Can the High Court fix it?
Given the High Court’s strict application of section 44 since the case of Re Wood  HCA 22, an adaptive application in the near future is unexpected. In fact, not only is an adaptive approach unlikely, but close to impossible. This is because in upholding the textual meaning of s44, the High Court is bound to interpret that section within the scope of the section’s intent and purpose.
Otherwise, to allow dual citizens to be elected even if they take “reasonable steps” to renounce their foreign citizenships, would be contrary to the intent and purpose of section 44.
Therefore, the High Court is not the answer to resolving the section 44 problem.
What about a referendum?
Although a referendum would be an ideal solution, currently, it is unlikely to succeed.
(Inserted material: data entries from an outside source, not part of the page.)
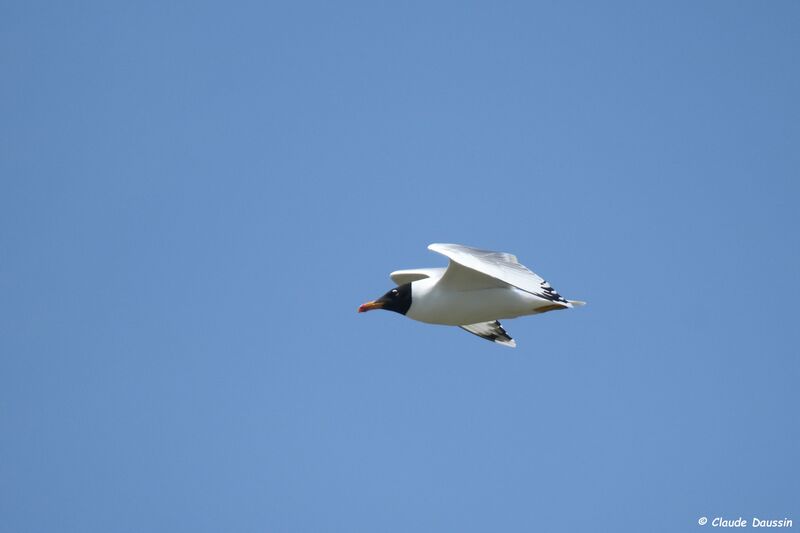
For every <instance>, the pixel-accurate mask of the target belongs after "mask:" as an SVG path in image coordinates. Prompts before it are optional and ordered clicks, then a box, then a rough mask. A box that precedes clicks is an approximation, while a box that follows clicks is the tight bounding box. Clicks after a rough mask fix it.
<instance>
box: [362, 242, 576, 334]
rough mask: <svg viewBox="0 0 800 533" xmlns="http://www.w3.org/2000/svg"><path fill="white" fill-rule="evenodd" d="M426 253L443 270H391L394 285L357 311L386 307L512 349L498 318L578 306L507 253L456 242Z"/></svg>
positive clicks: (398, 311)
mask: <svg viewBox="0 0 800 533" xmlns="http://www.w3.org/2000/svg"><path fill="white" fill-rule="evenodd" d="M428 249H429V250H431V251H434V252H436V253H439V254H442V255H444V256H445V257H447V258H448V259H450V263H449V264H448V265H447V268H420V269H413V270H397V271H395V272H392V273H391V278H392V280H393V281H394V282H395V283H397V285H398V287H396V288H395V289H392V290H391V291H389V292H388V293H386V295H384V296H383V297H382V298H381V299H380V300H376V301H373V302H367V303H366V304H364V305H362V306H361V307H360V308H359V312H362V311H368V310H370V309H375V308H387V307H385V306H391V307H388V309H390V310H393V311H397V312H400V313H402V314H404V315H406V316H407V317H408V318H411V319H414V320H418V321H420V322H427V323H429V324H443V325H448V326H459V327H460V328H462V329H464V330H466V331H469V332H470V333H472V334H474V335H477V336H479V337H482V338H484V339H487V340H490V341H492V342H495V343H498V344H502V345H504V346H510V347H514V346H516V343H515V342H514V339H512V338H511V337H510V336H509V335H508V333H506V331H505V329H503V327H502V325H501V324H500V322H498V319H501V318H502V319H505V318H516V317H519V316H524V315H535V314H538V313H545V312H547V311H555V310H557V309H569V308H572V307H574V306H578V305H583V302H579V301H577V300H567V299H565V298H563V297H562V296H561V295H560V294H558V292H556V291H555V289H553V287H551V286H550V284H549V283H547V282H546V281H545V280H544V279H542V278H541V277H540V276H539V275H537V274H536V273H534V272H532V271H531V270H529V269H528V268H527V267H526V266H525V265H523V264H521V263H520V262H519V261H517V258H516V256H514V255H512V254H509V253H505V252H493V251H491V250H481V249H478V248H471V247H469V246H463V245H460V244H431V245H430V246H428ZM409 286H410V291H409ZM409 292H410V295H409ZM402 302H405V304H403V303H402Z"/></svg>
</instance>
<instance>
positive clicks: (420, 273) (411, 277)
mask: <svg viewBox="0 0 800 533" xmlns="http://www.w3.org/2000/svg"><path fill="white" fill-rule="evenodd" d="M445 270H446V269H444V268H415V269H412V270H395V271H394V272H392V273H391V274H389V277H390V278H392V281H394V282H395V283H397V284H398V285H403V284H405V283H411V282H412V281H417V280H420V279H425V278H440V277H442V274H444V271H445Z"/></svg>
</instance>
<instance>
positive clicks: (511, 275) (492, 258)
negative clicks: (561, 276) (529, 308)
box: [428, 243, 572, 307]
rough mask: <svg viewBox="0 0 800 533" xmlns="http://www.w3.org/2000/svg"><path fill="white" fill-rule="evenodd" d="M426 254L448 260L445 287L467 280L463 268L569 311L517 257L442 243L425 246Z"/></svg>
mask: <svg viewBox="0 0 800 533" xmlns="http://www.w3.org/2000/svg"><path fill="white" fill-rule="evenodd" d="M428 250H431V251H433V252H436V253H439V254H442V255H444V256H445V257H447V258H448V259H450V266H448V267H447V271H446V272H445V274H444V276H442V283H448V282H449V281H452V280H455V279H466V278H467V276H465V274H467V273H466V272H465V271H464V268H462V267H465V268H467V269H469V270H471V271H474V272H475V273H478V274H482V275H483V276H488V277H489V278H492V279H494V280H497V281H501V282H503V283H506V284H508V285H512V286H514V287H516V288H518V289H521V290H523V291H526V292H529V293H531V294H533V295H535V296H538V297H539V298H542V299H544V300H548V301H551V302H557V303H560V304H563V305H564V306H566V307H572V305H571V304H570V303H569V302H568V301H567V300H566V299H564V298H563V297H562V296H561V295H560V294H558V293H557V292H556V290H555V289H553V287H551V286H550V284H549V283H547V282H546V281H545V280H544V279H542V278H541V277H540V276H539V275H537V274H536V273H534V272H532V271H531V270H529V269H528V268H527V267H526V266H525V265H523V264H521V263H520V262H519V261H517V258H516V256H514V255H512V254H508V253H505V252H493V251H491V250H481V249H479V248H471V247H469V246H462V245H460V244H441V243H434V244H431V245H430V246H428ZM472 277H473V278H474V279H476V276H474V275H473V276H472Z"/></svg>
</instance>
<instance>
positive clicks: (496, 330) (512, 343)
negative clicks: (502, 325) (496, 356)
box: [458, 320, 517, 348]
Altering the constitution is a complicated process. It involves putting a referendum question to the people, the success of which not only requires a majority of voters across Australia but also a majority of voters across all the states and territories. Without knowing what will replace section 44, or effectively allowing dual citizens to serve as members of parliament — itself a controversial proposition — it is unlikely that Australians will vote “yes” in a referendum.
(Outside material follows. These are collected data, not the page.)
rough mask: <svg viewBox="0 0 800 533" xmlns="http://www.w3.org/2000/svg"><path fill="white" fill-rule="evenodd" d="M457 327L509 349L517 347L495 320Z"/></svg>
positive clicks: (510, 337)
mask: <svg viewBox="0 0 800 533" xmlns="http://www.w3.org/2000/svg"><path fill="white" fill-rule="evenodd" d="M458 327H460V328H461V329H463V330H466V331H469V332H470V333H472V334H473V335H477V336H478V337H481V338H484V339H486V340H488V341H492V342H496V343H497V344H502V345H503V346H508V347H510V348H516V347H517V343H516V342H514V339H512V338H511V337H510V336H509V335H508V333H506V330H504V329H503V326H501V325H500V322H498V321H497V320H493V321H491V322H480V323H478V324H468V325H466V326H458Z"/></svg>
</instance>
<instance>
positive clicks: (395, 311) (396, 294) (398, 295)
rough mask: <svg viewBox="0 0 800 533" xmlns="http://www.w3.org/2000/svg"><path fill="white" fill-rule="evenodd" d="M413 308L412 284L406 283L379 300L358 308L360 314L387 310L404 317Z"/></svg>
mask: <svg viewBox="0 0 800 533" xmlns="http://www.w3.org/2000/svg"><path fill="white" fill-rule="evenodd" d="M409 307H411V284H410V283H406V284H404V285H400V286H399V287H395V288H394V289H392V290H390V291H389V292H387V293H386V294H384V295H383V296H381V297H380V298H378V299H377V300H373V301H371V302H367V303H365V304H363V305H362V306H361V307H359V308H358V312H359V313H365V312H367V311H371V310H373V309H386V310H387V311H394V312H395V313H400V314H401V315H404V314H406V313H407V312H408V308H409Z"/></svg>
In my opinion, a good starting point is an informed public discussion. This is an opportunity to educate the public about the challenges posed by section 44 and what can be done to overcome them.
Unless the public understands the sort of a barrier section 44 poses to large sections of Australia’s growing multicultural society from political participation, an effective solution will be a challenge to come up with.
Arthur Marusevich is a lawyer based in Canberra. He uses his five language skills to help people from disadvantaged backgrounds. Having written his first book, Arthur is an aspiring novelist and aims to publish one novel a year.